Par Olivier Thibodeau

Des salles bondées de cinéphiles délirants. Des symphonies félines avant chaque projection. Des starlettes impérieuses qui, d’un geste, créent l’ovation. Des applaudissements à tout rompre pour Daniel qui ferme les lumières. Des films bizarres et excentriques de partout dans le monde. C’est le temps de retourner à Fantasia ! Dès ce jeudi soir, 14 juillet — et en personne en plus, après deux ans de gestion pandémique douteuse. Les choses redémarrent d’ailleurs en trombe cette année avec la venue du légendaire réalisateur hongkongais John Woo, qui recevra le prix de carrière honorifique, et dont deux des films les plus accomplis et les plus évidents (Hard Boiled [1992] et Face/Off [1997]) prendront l’affiche du Festival les 15 et 17 juillet. M. Woo animera en plus une classe de maître le samedi 16 juillet à 15 h. L’entrée est gratuite.

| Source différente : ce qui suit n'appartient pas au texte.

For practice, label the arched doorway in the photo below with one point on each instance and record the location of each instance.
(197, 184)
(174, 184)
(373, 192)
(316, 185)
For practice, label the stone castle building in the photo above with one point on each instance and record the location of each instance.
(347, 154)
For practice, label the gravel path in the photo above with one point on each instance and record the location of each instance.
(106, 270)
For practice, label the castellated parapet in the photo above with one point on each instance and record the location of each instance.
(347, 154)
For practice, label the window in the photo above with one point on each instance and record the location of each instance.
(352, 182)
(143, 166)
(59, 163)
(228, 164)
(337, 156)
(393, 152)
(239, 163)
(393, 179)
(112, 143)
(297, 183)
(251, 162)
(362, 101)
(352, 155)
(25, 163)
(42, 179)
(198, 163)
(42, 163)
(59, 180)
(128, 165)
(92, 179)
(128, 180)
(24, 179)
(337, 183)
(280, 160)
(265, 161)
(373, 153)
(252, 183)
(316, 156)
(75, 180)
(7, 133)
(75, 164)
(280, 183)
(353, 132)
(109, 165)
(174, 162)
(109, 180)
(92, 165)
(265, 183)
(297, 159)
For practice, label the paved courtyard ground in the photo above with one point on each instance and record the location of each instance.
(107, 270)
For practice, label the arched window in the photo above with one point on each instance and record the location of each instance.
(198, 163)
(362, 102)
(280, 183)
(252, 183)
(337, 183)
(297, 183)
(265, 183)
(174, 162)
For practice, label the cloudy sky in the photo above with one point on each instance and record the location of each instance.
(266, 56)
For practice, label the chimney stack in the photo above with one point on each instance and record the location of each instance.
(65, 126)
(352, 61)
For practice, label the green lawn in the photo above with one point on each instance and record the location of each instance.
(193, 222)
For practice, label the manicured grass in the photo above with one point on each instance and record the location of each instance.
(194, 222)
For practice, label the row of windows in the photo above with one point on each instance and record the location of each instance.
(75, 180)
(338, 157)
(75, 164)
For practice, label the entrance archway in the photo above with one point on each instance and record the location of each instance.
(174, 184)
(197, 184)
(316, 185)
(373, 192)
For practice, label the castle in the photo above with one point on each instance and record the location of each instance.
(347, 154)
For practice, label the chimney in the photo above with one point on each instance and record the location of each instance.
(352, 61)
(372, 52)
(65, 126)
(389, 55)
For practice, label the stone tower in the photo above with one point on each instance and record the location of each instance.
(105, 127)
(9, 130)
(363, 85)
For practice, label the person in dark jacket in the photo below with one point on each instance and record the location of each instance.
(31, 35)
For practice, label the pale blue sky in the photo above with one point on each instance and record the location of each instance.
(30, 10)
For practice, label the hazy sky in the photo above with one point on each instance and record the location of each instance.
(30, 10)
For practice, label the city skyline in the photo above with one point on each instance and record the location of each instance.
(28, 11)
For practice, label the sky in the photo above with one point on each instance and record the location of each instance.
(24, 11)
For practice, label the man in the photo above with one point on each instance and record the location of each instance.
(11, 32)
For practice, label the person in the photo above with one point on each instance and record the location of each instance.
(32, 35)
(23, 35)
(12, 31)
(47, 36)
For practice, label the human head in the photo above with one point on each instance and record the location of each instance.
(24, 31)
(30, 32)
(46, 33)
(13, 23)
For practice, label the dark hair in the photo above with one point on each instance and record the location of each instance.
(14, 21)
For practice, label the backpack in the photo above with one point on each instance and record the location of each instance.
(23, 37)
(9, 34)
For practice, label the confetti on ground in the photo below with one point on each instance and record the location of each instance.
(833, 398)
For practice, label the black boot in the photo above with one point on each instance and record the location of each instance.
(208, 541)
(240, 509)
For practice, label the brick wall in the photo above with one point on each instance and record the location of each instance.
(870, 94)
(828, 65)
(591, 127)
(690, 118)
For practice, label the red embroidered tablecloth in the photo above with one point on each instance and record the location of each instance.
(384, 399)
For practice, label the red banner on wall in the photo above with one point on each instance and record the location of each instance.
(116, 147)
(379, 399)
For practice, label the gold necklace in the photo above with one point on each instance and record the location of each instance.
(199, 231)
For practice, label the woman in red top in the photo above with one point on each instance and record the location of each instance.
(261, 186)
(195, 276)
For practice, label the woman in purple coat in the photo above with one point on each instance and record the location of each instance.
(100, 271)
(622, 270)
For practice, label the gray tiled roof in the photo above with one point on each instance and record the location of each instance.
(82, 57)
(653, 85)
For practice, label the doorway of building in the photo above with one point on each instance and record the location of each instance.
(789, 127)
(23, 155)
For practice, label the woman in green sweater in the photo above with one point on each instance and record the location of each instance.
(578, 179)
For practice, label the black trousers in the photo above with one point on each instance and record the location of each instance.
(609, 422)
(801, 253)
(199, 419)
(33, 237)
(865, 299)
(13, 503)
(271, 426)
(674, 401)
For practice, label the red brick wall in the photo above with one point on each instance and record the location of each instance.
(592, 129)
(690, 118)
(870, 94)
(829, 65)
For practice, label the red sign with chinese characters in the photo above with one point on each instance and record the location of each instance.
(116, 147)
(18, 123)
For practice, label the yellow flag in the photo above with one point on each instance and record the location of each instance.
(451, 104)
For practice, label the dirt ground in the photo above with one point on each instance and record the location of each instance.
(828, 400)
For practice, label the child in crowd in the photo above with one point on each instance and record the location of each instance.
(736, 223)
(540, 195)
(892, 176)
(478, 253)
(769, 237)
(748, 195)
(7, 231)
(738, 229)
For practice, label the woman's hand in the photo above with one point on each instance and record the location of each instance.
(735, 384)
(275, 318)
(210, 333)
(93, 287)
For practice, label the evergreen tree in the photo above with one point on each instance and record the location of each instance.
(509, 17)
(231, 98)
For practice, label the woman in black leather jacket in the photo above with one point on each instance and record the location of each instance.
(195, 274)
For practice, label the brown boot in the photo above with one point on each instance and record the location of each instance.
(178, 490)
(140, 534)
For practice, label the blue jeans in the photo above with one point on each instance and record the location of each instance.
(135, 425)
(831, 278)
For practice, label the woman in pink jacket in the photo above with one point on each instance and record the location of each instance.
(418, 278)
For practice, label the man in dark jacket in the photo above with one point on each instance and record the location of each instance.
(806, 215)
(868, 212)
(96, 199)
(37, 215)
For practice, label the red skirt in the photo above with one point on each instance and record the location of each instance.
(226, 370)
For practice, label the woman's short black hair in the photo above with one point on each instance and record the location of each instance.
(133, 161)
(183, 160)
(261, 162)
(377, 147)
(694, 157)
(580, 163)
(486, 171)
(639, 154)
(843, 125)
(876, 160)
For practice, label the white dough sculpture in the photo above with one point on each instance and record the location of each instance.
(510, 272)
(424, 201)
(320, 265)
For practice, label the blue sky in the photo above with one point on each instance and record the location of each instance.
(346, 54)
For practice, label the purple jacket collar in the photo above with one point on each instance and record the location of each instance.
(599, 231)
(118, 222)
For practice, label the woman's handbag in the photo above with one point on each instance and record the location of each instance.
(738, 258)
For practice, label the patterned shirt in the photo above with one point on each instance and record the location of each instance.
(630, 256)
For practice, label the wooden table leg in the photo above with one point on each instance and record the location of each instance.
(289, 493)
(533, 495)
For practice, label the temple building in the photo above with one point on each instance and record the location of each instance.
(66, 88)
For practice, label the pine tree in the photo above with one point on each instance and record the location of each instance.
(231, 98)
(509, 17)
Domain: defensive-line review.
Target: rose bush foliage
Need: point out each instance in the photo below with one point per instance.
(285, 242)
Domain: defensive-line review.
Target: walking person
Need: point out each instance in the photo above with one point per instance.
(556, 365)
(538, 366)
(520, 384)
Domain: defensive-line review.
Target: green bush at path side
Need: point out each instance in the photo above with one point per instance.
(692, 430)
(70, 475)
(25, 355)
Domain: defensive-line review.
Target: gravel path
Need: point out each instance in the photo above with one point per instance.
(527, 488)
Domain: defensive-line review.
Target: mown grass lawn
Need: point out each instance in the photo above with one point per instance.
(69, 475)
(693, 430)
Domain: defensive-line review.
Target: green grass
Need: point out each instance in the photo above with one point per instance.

Quelques autres cinéastes cultes fouleront également le tapis rouge, dont Neil LaBute (Nurse Betty [2000], The Wicker Man [2006], Death at a Funeral [2010]), qui viendra présenter son nouveau thriller, House of Darkness (2022). L’astucieux Jeff Lieberman, dont le psychotronique Blue Sunshine (1977) sera projeté en version restaurée, viendra aussi rencontrer les amateurs. Satoshi Miki, le réalisateur du charmant Adrift in Tokyo (2007), sera là pour dévoiler au public canadien ses DEUX nouveaux films, Convenience Story (2022) et What to Do with the Dead Kaiju? (2022), tout comme la brillante ironiste et esthète Amanda Kramer (Give Me Pity! [2022], Please Baby Please [2022]), à qui le festival de Rotterdam avait dédié une rétrospective plus tôt cette année. Mickey Reece (Climate of the Hunter [2019], Agnes [2021]), un habitué du Festival, sera présent pour promouvoir Country Gold (2022), une nouvelle comédie noire mettant en vedette l’inimitable Ben Hall. Anurag Kashyap, le réalisateur de Gangs of Wasseypur (2012) sera de retour avec le thriller de science-fiction Dobaaraa (2022) tandis que Nawapol Thamrongrattanarit, auteur de l’amusant Heart Attack (2015) et du troublant BNK48: Girls Don’t Cry (2018), proposera une prometteuse nouvelle comédie romantique, Fast & Feel Love (2022). Rodrigo Gudiño, de la revue Rue Morgue, nous offrira quant à lui The Breach (2022), son second long métrage après le mystérieux et singulier Last Will and Testament of Rosalind Leigh (2012), et Shinji Higuchi poursuivra le revival du kaiju eiga amorcé en 2016 dans Shin Godzilla avec Shin Ultraman (2022), scénarisé par son complice d’alors, Hideaki Anno. Enfin, Patrice Leconte, du haut de ses 74 ans, viendra présenter son adaptation de Georges Simenon, intitulée simplement Maigret (2022), avec Gérard Depardieu dans le rôle-titre.
 

:: Popran (Shinichiro Ueda, 2022) [Cinema Lab]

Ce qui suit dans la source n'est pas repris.